Nos despertamos a las dos de la mañana. No había absolutamente nada a nuestro alrededor, se habían llevado todo, incluidos los pasaportes, la cámara reflex, todo. Estábamos en medio de la noche romana con sólo unos pantalones cortos y un saco de dormir. No nos quedamos totalmente en cueros en medio de la calle por casualidad, porque era corriente que dejáramos todo metido en las mochilas. Díver, ¿verdad? Así que con el saco bajo el brazo y en pantalón corto a buscar una comisaría a las dos de la mañana. Veintiuno o veintidós años debíamos de tener. Algo similar le sucedería años después a mi hijo Mario, primero en Nueva Delhi donde gente muy amigable consiguió que bebiera un té que estaba empozoñado para que se durmiera de inmediato, también él quedó con lo puesto; y después en Eslovenía mientras dormía la siesta en el asiento de un parque público con su amiga Micaela. De todas estas experiencias, tanto las mías como las de él, resultaron hechos interesantes dignos de recordar. Cuando uno está en aprietos la imaginación y los hechos se convocan en torno a uno para crear situaciones interesantes; sí, es como si quedaras embarazado de repente y no supieras qué hacer con ese problemón que te ha crecido dentro: estás en estado interesante.

¿I carabinieri? La mar de amables, incluso nos hicieron concebir la esperanza de que algunas cosas aparecieran. Los cacos también son animales de costumbres y acostumbraban a tirar en determinados lugares todo aquello que no podían aprovechar; de hecho a la tarde aparecieron algunas cosas, entre ellas el macuto y la tienda de campaña; usaban un vertedero para deshacerse de lo que no les servía. En el consulado enseguida nos dijeron que para darnos algo de dinero tendrían que ponerse en comunicación con nuestros padres, algo que hubiera parecido a nuestro orgullo un atropello; sin esa posibilidad lo único que nos podían dar eran dos o tres mil pesetas, no recuerdo bien, el equivalente de la gasolina para llegar a la frontera española. Recorrimos los Apeninos y la costa occidental con el alma en un puño, pensando que en cualquier momento nos quedaríamos a vivir en cualquier rincón de la carretera si las motos se paraban. Nuestro sentido de la supervivencia se cebó en los supermercados en donde comprábamos pan o similares y el resto lo metíamos bajo la faja. Pasamos hambre. De ahí que viéramos como nuestro anhelado puerto de destino la ciudad de Figueras, la madre patria nos acogería nada más pasar la frontera en esta ciudad limítrofe con la hostil Francia en donde llevarse algo de estrangis de los supermercados debía de ser arriesgado en exceso.

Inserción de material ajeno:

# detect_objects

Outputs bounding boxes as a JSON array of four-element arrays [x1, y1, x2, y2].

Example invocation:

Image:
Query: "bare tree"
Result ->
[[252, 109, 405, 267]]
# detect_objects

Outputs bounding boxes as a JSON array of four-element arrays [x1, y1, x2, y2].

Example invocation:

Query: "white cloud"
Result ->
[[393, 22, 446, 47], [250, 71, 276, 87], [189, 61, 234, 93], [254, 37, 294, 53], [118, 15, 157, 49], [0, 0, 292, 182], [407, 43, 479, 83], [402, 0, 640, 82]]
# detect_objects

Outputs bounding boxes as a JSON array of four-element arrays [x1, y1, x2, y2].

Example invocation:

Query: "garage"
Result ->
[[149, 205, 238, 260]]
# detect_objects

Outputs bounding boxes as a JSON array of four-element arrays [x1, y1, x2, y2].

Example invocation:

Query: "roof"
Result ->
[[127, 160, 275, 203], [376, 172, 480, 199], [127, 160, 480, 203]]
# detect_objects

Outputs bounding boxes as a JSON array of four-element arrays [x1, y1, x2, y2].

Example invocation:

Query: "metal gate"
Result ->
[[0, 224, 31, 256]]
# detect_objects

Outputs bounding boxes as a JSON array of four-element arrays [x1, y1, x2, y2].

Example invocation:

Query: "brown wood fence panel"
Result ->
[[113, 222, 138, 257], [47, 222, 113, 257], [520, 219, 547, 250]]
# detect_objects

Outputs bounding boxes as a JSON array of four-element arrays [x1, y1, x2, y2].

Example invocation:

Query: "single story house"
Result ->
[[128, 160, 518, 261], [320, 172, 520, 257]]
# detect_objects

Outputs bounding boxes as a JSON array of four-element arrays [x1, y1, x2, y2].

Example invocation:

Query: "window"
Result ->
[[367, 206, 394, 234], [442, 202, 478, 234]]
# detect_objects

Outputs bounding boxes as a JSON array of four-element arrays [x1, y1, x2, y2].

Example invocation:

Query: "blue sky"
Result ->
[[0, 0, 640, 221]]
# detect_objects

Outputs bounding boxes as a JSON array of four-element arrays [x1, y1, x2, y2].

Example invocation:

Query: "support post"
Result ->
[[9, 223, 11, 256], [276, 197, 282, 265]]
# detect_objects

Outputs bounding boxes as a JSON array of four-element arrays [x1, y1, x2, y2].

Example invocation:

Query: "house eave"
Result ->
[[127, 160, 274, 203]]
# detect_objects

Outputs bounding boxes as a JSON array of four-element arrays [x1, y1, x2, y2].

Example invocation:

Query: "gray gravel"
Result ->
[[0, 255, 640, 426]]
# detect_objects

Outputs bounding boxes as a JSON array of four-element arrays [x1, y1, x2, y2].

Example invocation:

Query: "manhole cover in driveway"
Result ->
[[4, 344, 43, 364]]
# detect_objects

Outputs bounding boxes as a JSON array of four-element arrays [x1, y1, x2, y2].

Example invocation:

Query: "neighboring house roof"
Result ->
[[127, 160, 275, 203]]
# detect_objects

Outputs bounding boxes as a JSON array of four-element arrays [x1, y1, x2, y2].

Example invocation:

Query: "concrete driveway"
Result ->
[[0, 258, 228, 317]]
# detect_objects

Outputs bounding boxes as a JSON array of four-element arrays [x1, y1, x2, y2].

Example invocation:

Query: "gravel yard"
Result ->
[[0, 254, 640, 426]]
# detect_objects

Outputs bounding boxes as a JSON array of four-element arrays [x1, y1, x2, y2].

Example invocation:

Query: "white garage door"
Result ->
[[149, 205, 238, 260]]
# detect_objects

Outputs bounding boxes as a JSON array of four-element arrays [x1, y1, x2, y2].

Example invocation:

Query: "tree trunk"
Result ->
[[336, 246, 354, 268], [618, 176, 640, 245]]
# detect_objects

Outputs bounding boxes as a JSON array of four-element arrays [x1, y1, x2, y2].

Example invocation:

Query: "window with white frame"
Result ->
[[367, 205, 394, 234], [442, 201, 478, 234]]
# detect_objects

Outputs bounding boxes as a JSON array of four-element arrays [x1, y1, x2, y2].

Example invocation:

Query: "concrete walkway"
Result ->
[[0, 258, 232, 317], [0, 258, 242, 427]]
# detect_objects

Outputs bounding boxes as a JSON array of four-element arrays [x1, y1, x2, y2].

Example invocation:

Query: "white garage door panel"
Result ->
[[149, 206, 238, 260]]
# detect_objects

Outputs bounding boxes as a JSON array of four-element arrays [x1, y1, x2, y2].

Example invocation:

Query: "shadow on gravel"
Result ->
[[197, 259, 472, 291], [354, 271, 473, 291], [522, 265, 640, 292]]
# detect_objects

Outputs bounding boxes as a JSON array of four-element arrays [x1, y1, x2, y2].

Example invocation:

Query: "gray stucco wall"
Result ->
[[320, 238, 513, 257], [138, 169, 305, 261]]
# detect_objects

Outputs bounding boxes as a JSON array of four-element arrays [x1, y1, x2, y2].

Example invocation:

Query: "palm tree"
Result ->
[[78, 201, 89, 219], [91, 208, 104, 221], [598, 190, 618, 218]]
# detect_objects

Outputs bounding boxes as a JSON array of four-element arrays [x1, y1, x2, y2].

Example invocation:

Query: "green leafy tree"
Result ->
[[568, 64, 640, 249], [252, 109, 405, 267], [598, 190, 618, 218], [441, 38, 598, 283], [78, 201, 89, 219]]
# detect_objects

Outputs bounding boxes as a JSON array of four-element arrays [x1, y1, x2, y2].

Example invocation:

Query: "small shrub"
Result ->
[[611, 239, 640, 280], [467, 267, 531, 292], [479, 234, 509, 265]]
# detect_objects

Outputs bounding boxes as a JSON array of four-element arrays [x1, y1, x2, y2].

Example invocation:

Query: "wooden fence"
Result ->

En Figueras no nos quedaba ni un duro; anduvimos vagando por ahí, la guardia civil, el ayuntamiento; al final del día nos rendimos a la evidencia de que no había más narices que telefonear a casa. Cuando sales de tu casa bajo la sombra del escepticismo de tus padres, o incluso con su oposición, es muy difícil coger el teléfono y… bueno, ya sabéis. El giro llegó a la mañana siguiente. Aquel día la comida fue memorable. Recuerdo que nos temblaba todo el cuerpo de emoción. Septiembre se terminaba y los días se hicieron fríos. Tuvimos que proveernos de periódicos para ponernos en el pecho y protegernos del frío. Mis últimos recuerdos de aquel viaje después de salir de Figueras es ese frío que se nos colaba por todas las partes del cuerpo.

Llegar hoy a Figueres ha servido para recordar algo de aquellos años de “inconsciencia”, feliz ella, que supo hacer de nuestra juventud el gran tesoro que es hoy la memoria de haber vivido.



Corre la brisa bajo el pino en donde termino estas líneas que están empezando a demorar demasiado mi siesta. Se está bien aquí, los pájaros silban allá arriba; también hay un gallo que se equivocó de hora y hace un alboroto de mil demonios. Voy a ver si duermo un poco.

Ah, hoy me encontré con un peregrino, el único en todo el Cami Geroní, que es la versión del Camino de Santiago que atraviesa Cataluña de norte a sur. Esteban es electricista y corría maratones, pero un día tuvo un accidente en el trabajo y ahora se ha convertido en un ferviente frecuentador santiaguista, como tantos, incluido un servidor aunque sea algo atípico y no frecuente en absoluto las iglesias ni sus creencias. 

 Esteban, el único peregrino que encontré en mi camino hasta ahora.